As we watch these fictional parents who are actively raising children get their feelings hurt and clumsily try to insinuate themselves into their offsprings’ lives, it’s been nearly impossible for me, a mom of three, not see some of myself in these characters.
In this recent episode, at least two of the parents’ experiences rang particularly true for me, on a personal level:
Kristina, who way overstepped and was too enthusiastic about the fact that her daughter Haddie was running for junior class president, chose to simply ignore the obvious fact that her daughter didn’t want her help and didn’t ask for it. Kristina, who used to run campaigns for a living, was like an out-of-control freight train as she admonished Haddie for not having a platform, a set of issues on which she was basing her campaign. Haddie just wanted Kristina to drive her to Target, not offer advice on colors for her campaign posters or leave inspirational books about making speeches on her bed and then hound her about whether she’d read it yet.
Kristina represented the hyper-involved, helicopter parent who means well but just doesn’t know how to let her kids make their own mistakes, a lesson that’s much easier said than done. Watching Kristina make these missteps served as a reminder to me that just because my middle school-aged daughter says that she’s thinking of joining the school newspaper, doesn’t mean she wants her old mom (who used to be a newspaper reporter) to start intrusively meddling and giving her unsolicited pointers, as much as I might want to.
It was similarly hard to watch Sarah try to out-cool her daughter Amber’s best friend’s parents, with whom Amber’s been spending lots of time. Derisively calling them the “fantastic people,” Sarah felt as though, in some way, she’d lost her daughter to this affluent, hip family. “I can’t compete,” she lamented while she tried to think of ways to best them.
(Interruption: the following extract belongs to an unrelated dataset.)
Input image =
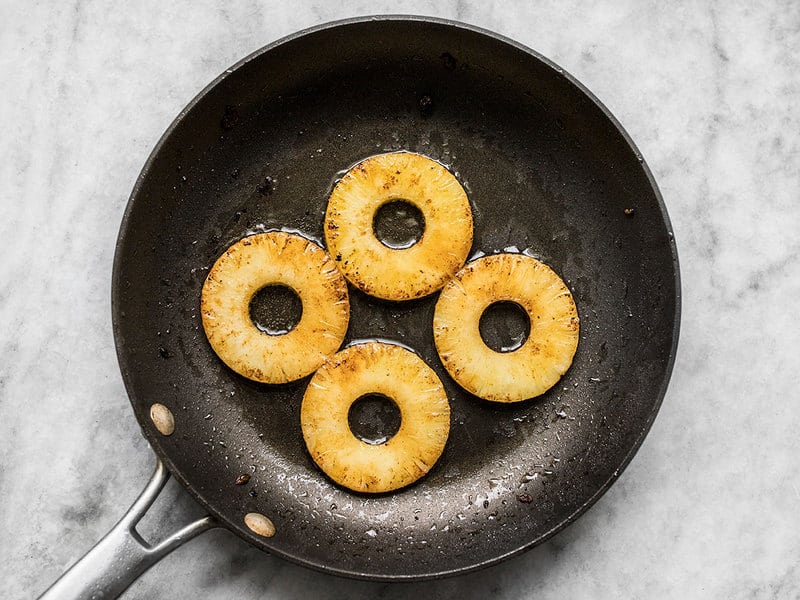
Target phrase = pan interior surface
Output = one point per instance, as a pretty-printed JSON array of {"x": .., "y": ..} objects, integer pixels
[{"x": 547, "y": 171}]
What I loved about this storyline was that the writers are aware that having a mom of a teen try to make herself look like a cool, club-hopper is, what’s the word, um, awkward. (It was downright embarrassing observing Sarah beg her teenager to do her eyeliner so that it looked like her daughter’s.) Having the bouncer call Sarah “ma’am” and not allow her entree into the club — while two young hotties were allowed in — was a clear message that Sarah was trying to be something she wasn’t and can’t really be: Cool in the eyes of her daughter.
And how poignant and painful was Adam’s longing for a connection with his son Max? Sure, he went about trying to make Max pay attention to him, to forcefully engage him in a conversation, in ham-fisted ways. He struggled with Max over silly things, like what music was (or wasn’t) on the radio or whether Max wanted to sit next to him and watch a baseball game on TV. But this was an authentic and raw dramatization of the emotions that I think most parents experience when their children push them away, as they’re supposed to do as part of growing up. In Max’s case, the issue is magnified because of his Asperger’s.
Backing off and allowing a child to make mistakes and choose to spend time with other families is really, really hard, as is trying not to take personally a child’s seeming disinterest in a parent’s life or in hanging out with a parent. And Parenthood is handling these subjects really well.
Crosby and Joel fighting with strong women over child-related control matters — Crosby with Jabbar’s grandmother and Joel with Julia over having a second child — were well done too. And when it comes to Joel’s irritation with being saddled with all the child care responsibilities while Julia works, doesn’t seem as though it’s going to go away any time soon, despite his agreeing to try for another baby.